Er rückte ganz erstaunt etwas von ihr ab. »Tot? Da sitzt du ja neben mir! Natürlich du! Seit die Welt steht, läuft die schöne Helena auf ihr herum und sinnt, wie sie die Männer zu allerhand Unfug anstiften kann. Das nennt man dann den trojanischen Krieg oder die Verleihung des Hofrattitels an den Professor Joseph Ranggetiner oder sonst eine Katastrophe. O Lotte, Lotte mit deinem Kränzlein auf dem Haupt im Abendrot – du bist die schöne Helena! Das ehrwürdigste Ding auf der Welt mit deinen neunzehn Jahren! Gegen dich sind die Pyramiden ein Kinderspielzeug von heute morgen und die Sündflut ein Spritzregen von gestern abend...«
»Schimpfe doch nicht immer auf mich, Meister!« sagte Lotte leise und schaute unter den niedergeschlagenen Wimpern, die ihre Augen bis zur Hälfte verschleierten, still und prüfend zu ihm empor.

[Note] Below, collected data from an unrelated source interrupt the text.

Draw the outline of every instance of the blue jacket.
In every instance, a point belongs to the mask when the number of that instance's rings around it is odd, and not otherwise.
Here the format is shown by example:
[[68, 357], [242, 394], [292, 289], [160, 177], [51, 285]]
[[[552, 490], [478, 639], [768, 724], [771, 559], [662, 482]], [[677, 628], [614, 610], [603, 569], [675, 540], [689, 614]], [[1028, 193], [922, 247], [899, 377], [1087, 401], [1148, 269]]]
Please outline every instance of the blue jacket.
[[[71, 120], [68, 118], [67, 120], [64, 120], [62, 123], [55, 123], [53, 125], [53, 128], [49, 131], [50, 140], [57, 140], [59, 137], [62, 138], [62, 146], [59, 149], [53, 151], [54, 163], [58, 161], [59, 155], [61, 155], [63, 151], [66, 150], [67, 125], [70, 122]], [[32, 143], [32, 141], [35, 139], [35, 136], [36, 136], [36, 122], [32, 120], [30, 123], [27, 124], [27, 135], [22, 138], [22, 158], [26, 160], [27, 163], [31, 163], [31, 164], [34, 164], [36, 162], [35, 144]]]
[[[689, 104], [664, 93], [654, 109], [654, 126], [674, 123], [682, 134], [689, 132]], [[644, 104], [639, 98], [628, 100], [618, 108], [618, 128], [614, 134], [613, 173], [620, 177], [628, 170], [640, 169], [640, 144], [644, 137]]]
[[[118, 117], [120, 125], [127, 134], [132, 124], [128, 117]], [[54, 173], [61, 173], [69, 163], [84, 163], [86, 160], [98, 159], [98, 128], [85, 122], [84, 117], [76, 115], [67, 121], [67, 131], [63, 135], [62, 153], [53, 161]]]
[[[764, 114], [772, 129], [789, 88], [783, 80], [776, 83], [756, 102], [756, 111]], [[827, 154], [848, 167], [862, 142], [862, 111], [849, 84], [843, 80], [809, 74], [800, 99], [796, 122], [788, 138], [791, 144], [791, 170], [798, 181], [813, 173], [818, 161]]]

Ihr Blick verwirrte ihn. Er wurde barsch. »Fürchtest du dich denn eigentlich gar nicht vor mir?«
»I wo!« sagte Lotte.
»Und wenn ich nun plötzlich wild würde – wenn ich meine Fäuste ausreckte...«
»Tu's doch!«
Er nahm vorsichtig wie ein zerbrechliches Spielzeug ihre Finger und legte sie auf seine breite Rechte. »Solch ein Püppchen!« grollte er. »Solch ein lächerliches Püppchen! Wenn ich zudrücke, geht das alles entzwei! Wie ein Nippfigürchen aus Porzellan! Also – wer ist der Stärkere?«
»Ich!«
Sie nickte befriedigt, während er ihre Hand losließ, und lächelte träumerisch.

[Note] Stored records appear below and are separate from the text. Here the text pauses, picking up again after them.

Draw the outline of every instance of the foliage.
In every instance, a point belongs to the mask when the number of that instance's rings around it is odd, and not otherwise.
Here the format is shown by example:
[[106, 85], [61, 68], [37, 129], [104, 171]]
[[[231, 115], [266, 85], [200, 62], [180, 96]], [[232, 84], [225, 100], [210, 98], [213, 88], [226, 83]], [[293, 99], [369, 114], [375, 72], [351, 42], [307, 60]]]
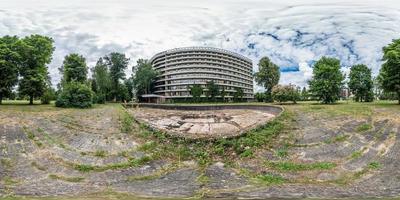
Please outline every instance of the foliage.
[[386, 92], [397, 94], [400, 104], [400, 39], [393, 40], [383, 48], [383, 65], [379, 72], [379, 82]]
[[303, 89], [301, 90], [301, 94], [300, 94], [300, 99], [302, 101], [307, 101], [310, 97], [310, 94], [308, 94], [307, 88], [303, 87]]
[[57, 107], [89, 108], [92, 106], [92, 90], [85, 84], [69, 82], [64, 84], [61, 94], [58, 95]]
[[254, 74], [257, 84], [264, 86], [266, 94], [271, 94], [272, 88], [279, 83], [279, 67], [268, 57], [263, 57], [258, 63], [258, 69]]
[[368, 131], [372, 129], [372, 125], [365, 123], [365, 124], [361, 124], [360, 126], [357, 127], [357, 132], [364, 132], [364, 131]]
[[294, 85], [276, 85], [272, 88], [272, 97], [279, 103], [287, 101], [296, 103], [300, 95]]
[[17, 42], [21, 56], [19, 93], [28, 95], [29, 104], [33, 104], [34, 97], [40, 97], [49, 86], [47, 64], [51, 62], [54, 52], [53, 39], [31, 35]]
[[373, 82], [371, 69], [366, 65], [354, 65], [350, 69], [349, 88], [355, 96], [355, 101], [373, 101]]
[[264, 102], [264, 101], [265, 101], [265, 98], [266, 98], [266, 94], [265, 94], [265, 93], [262, 93], [262, 92], [257, 92], [257, 93], [254, 95], [254, 98], [257, 100], [257, 102]]
[[266, 185], [279, 185], [286, 182], [286, 179], [282, 176], [271, 173], [258, 175], [256, 178], [260, 183]]
[[160, 131], [154, 131], [144, 124], [141, 125], [140, 136], [154, 141], [150, 149], [146, 148], [146, 152], [152, 153], [155, 158], [196, 159], [200, 165], [207, 165], [213, 159], [229, 160], [234, 159], [232, 156], [236, 157], [236, 155], [242, 158], [252, 156], [259, 147], [270, 144], [284, 130], [285, 123], [290, 118], [290, 113], [284, 112], [268, 124], [235, 138], [220, 138], [216, 140], [183, 139]]
[[137, 95], [150, 94], [153, 83], [158, 73], [152, 68], [151, 64], [144, 59], [139, 59], [133, 68], [133, 85]]
[[125, 69], [128, 67], [129, 58], [126, 58], [125, 54], [113, 52], [105, 56], [104, 60], [110, 73], [111, 95], [116, 101], [120, 91], [120, 81], [125, 79]]
[[72, 53], [65, 56], [59, 70], [63, 75], [63, 83], [71, 81], [80, 83], [86, 82], [88, 67], [86, 65], [86, 59], [82, 55]]
[[201, 95], [203, 94], [203, 87], [198, 84], [194, 84], [191, 87], [189, 87], [190, 94], [193, 97], [194, 102], [200, 102]]
[[331, 162], [292, 163], [286, 161], [279, 161], [279, 162], [266, 162], [265, 165], [271, 169], [279, 171], [330, 170], [336, 167], [336, 164]]
[[344, 76], [340, 72], [340, 61], [322, 57], [313, 68], [313, 78], [309, 81], [310, 92], [325, 104], [339, 99]]
[[219, 95], [219, 87], [214, 81], [209, 81], [206, 84], [207, 96], [211, 98], [211, 101], [216, 101]]
[[47, 88], [46, 91], [43, 93], [40, 101], [42, 104], [50, 104], [50, 101], [56, 99], [56, 94], [53, 88]]
[[103, 58], [99, 58], [94, 68], [92, 68], [92, 90], [96, 93], [95, 102], [105, 103], [107, 95], [111, 90], [111, 79], [107, 64]]
[[227, 95], [227, 92], [225, 90], [225, 86], [221, 86], [220, 96], [221, 96], [222, 102], [225, 102], [226, 95]]
[[20, 55], [16, 48], [16, 36], [0, 37], [0, 104], [18, 82]]
[[244, 92], [240, 87], [235, 87], [235, 93], [233, 94], [234, 101], [243, 101]]
[[125, 85], [126, 90], [128, 92], [127, 100], [128, 99], [131, 100], [133, 98], [133, 93], [132, 92], [133, 92], [133, 87], [134, 87], [134, 85], [133, 85], [133, 77], [130, 77], [130, 78], [126, 79], [125, 82], [124, 82], [124, 85]]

»Wie sie wieder vor sich hinlacht!« hub er gereizt an. »Glaubst du wirklich, die Männer sind nur dazu auf der Welt, daß du wie ein Teufelchen über ihnen auf dem Ast sitzt und Grimassen schneidest. Es ist doch wahrhaftig nicht komisch, wenn ein Mann...«
»Es gibt gar nichts Komischeres als einen Mann!« sprach Lotte sanft und phlegmatisch.
Er schwieg verstört.
»Sei lieb, Meister Seppl!« lächelte sie ihm nach einer Weile versöhnlich zu. »Red' nicht immer so dummes Zeug! Da schau lieber hinaus in den Sonnenuntergang! Ist das nicht schön?«
Über dem weißschäumenden Azur der See flammte der Abendhimmel in allen Farben von Blau und Rot, von den durchsichtigen Veilchenschatten der Inseln durch das golden strahlende Blutmeer der untergehenden Sonne bis zu dem verzitternden rosigen Atem, der, allgegenwärtig, unfaßbar wie Luft und Licht, als letzter Gruß des Sommertags alles umher, Berg, Flur und Wellen verklärend von der gemeinen Wirklichkeit der Dinge schied.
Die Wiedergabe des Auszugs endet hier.